Henry D. (Hank) Schlinger Jr. received his Ph.D. in psychology (applied behavior analysis) from Western Michigan University under the supervision of Jack Michael. He then completed a two-year National Institutes of Health-funded post-doctoral fellowship in behavioral pharmacology with Alan Poling. He was a full tenured professor of psychology at Western New England University in Springfield, MA, before moving to Los Angeles in 1998. He is now professor of psychology and former director of the M.S. Program in Applied Behavior Analysis in the Department of Psychology at California State University, Los Angeles. Dr. Schlinger has published numerous scholarly articles and commentaries in 25 different journals. He also has authored or co-authored three books, Psychology: A Behavioral Overview (1990), A Behavior-Analytic View of Child Development (1995) (which was translated into Japanese), and Introduction to Scientific Psychology (1998). He is a past editor of The Analysis of Verbal Behavior and The Behavior Analyst, and on the editorial boards of several other journals. He also serves on the Board of Trustees of the Cambridge Center for Behavioral Studies.

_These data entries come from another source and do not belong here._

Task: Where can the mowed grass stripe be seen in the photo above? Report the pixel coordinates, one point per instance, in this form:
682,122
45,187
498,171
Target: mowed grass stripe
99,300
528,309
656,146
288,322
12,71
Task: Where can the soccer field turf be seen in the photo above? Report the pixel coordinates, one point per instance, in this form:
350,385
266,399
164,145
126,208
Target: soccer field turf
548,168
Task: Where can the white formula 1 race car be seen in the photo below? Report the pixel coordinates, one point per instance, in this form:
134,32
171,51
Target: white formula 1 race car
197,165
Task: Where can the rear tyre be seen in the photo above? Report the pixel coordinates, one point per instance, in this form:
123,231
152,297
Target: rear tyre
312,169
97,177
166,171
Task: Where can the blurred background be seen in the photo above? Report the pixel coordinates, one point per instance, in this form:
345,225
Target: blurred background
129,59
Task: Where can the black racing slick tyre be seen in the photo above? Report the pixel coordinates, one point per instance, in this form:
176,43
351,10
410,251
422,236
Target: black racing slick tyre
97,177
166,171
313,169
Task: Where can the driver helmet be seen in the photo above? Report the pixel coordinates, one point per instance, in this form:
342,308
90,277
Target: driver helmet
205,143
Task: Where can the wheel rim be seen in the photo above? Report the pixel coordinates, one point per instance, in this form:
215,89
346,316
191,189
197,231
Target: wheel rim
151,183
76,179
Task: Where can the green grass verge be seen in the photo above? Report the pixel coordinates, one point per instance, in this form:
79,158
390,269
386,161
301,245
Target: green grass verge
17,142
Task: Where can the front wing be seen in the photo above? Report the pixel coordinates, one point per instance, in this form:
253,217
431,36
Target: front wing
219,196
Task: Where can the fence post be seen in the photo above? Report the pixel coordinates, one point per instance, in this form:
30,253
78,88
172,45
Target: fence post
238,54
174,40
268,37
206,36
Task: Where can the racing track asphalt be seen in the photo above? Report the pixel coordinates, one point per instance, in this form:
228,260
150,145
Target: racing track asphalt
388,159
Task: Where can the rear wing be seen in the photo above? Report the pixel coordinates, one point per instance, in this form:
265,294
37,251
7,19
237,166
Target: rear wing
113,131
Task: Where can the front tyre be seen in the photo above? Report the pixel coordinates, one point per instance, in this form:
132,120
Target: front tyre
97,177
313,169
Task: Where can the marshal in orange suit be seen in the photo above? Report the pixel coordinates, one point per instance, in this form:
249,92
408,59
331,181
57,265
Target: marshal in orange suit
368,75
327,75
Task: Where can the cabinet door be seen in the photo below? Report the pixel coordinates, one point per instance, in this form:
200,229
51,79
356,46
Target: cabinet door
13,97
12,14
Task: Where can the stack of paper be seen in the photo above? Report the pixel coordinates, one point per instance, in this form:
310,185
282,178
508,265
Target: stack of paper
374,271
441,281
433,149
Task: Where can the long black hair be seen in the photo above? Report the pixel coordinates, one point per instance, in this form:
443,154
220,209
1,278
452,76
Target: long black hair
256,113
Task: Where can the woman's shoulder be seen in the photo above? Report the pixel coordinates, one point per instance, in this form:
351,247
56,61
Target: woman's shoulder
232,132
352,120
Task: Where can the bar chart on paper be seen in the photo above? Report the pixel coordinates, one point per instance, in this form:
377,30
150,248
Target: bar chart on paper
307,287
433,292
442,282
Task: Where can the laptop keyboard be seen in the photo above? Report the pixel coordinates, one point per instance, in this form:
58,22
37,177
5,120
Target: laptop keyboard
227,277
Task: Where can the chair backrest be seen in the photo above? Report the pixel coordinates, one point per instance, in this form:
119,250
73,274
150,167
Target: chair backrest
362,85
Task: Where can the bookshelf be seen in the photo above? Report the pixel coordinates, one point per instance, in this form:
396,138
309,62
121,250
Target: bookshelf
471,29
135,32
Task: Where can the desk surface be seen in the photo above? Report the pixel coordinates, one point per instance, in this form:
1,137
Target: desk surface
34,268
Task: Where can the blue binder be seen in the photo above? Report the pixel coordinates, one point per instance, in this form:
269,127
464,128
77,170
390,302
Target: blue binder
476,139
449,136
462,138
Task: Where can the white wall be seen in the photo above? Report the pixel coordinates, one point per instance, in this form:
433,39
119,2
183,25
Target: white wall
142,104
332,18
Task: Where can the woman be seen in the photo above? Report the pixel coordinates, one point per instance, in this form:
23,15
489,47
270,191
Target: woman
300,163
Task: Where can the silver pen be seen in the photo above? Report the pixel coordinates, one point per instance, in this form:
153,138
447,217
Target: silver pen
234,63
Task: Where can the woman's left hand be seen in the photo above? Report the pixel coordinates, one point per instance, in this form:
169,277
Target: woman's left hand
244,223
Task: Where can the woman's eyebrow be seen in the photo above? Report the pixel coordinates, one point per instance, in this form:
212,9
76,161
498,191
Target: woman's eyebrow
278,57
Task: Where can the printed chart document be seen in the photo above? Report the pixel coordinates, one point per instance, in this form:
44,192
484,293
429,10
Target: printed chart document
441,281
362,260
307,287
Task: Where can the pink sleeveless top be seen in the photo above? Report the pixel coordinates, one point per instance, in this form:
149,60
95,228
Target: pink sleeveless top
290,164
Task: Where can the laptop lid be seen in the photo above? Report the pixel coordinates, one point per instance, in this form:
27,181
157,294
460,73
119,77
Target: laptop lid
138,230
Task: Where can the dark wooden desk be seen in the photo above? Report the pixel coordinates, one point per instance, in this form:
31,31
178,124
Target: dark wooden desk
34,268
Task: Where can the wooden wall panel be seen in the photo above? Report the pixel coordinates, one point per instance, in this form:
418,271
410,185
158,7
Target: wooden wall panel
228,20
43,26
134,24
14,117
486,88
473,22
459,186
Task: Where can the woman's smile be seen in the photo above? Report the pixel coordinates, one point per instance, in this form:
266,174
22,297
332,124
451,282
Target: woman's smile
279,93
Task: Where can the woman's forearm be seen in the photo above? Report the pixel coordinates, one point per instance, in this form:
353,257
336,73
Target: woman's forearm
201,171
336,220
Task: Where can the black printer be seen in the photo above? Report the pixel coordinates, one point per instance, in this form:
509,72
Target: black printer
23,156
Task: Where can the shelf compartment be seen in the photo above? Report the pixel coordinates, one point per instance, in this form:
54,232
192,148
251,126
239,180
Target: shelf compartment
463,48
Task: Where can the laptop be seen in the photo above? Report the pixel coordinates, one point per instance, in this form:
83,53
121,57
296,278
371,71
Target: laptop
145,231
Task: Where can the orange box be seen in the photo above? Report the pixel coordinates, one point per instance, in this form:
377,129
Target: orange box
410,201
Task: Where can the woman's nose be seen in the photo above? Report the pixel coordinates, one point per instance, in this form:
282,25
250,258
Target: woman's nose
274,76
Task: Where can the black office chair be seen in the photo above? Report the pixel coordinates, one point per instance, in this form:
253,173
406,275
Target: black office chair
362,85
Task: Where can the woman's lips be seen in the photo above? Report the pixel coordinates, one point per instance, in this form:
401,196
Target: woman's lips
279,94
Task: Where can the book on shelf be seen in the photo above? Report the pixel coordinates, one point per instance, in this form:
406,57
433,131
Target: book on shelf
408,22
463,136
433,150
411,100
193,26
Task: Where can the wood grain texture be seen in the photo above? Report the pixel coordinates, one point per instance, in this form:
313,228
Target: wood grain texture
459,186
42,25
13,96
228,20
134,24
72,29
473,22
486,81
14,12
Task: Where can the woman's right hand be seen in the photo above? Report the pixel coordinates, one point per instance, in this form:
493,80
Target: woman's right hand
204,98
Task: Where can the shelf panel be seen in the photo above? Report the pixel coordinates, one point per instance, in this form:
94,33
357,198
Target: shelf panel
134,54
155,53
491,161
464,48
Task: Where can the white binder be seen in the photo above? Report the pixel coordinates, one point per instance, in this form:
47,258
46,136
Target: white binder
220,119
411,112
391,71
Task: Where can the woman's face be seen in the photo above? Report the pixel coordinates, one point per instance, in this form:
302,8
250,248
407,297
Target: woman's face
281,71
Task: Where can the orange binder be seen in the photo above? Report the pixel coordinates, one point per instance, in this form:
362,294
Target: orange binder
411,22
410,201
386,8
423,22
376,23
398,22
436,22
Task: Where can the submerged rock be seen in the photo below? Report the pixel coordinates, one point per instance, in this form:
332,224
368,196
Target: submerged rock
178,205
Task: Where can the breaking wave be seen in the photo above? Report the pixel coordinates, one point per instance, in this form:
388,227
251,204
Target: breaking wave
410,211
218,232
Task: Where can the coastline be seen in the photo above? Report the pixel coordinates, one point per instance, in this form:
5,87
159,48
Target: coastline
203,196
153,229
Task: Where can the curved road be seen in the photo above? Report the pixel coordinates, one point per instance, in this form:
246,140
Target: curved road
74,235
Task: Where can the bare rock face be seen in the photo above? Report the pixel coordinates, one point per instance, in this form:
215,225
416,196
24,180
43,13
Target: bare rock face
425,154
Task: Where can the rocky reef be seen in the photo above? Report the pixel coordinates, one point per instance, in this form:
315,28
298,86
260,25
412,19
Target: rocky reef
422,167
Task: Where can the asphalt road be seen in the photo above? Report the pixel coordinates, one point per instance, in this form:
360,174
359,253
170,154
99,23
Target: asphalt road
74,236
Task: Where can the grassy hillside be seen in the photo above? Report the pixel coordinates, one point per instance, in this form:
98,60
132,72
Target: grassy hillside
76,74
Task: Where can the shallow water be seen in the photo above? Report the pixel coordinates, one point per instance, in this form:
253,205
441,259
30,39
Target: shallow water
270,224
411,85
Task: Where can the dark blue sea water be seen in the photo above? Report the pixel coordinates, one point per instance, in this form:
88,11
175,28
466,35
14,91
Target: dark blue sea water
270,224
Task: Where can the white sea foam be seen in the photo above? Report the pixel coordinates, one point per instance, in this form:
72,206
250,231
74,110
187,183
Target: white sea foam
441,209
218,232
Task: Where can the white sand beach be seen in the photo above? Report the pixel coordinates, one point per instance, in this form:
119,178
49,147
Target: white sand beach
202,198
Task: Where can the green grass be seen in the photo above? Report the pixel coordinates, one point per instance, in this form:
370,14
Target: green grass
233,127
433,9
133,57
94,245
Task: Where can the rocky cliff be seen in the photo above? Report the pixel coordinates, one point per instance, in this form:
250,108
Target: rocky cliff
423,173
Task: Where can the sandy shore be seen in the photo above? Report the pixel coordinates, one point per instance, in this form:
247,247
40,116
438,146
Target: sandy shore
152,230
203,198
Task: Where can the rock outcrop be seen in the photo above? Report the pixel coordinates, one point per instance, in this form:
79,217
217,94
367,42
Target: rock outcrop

Abstract: Nature and nurture always work together. Genetic determinism in any form is not a viable concept. Evolution is a continuous process. Do contemporary "evolutionary psychologists" give these facts more than lip service? Some talk as if human behavior is determined (somehow) by genes that were selected 10,000 years ago and unchanged since then. Many evolutionary psychology observations can be explained more parsimoniously by the principles of behavior, mediated by a nervous system, that have been selected for just such plasticity. Indeed, behavior is both a product and a driver of evolution. Then, there are the implications of the immense flexibility in the larger biobehavioral system. The "systems" approach offers an evidence based alternative encompassing everything, including the many complex, nonlinear interactions across all levels of behavior and its development. This panel discussion compares the typical views of evolutionary psychologists with the systems approach and explores where behavior analysis fits in.
Instruction Level: Basic
Target Audience: Behavior analysts and others interested in evolutionary psychology.
Learning Objectives: At the conclusion of the presentation, the participant will be able to: (1) describe scientific weaknesses in typical evolutionary psychology claims; (2) explain how systems theory encompasses the entire biobehavioral system, including complex, nonlinear interactions across all levels; (3) describe how behavior principles influence and are influenced by the other system variables; (4) describe the similarities between behavior analysis and the systems approach.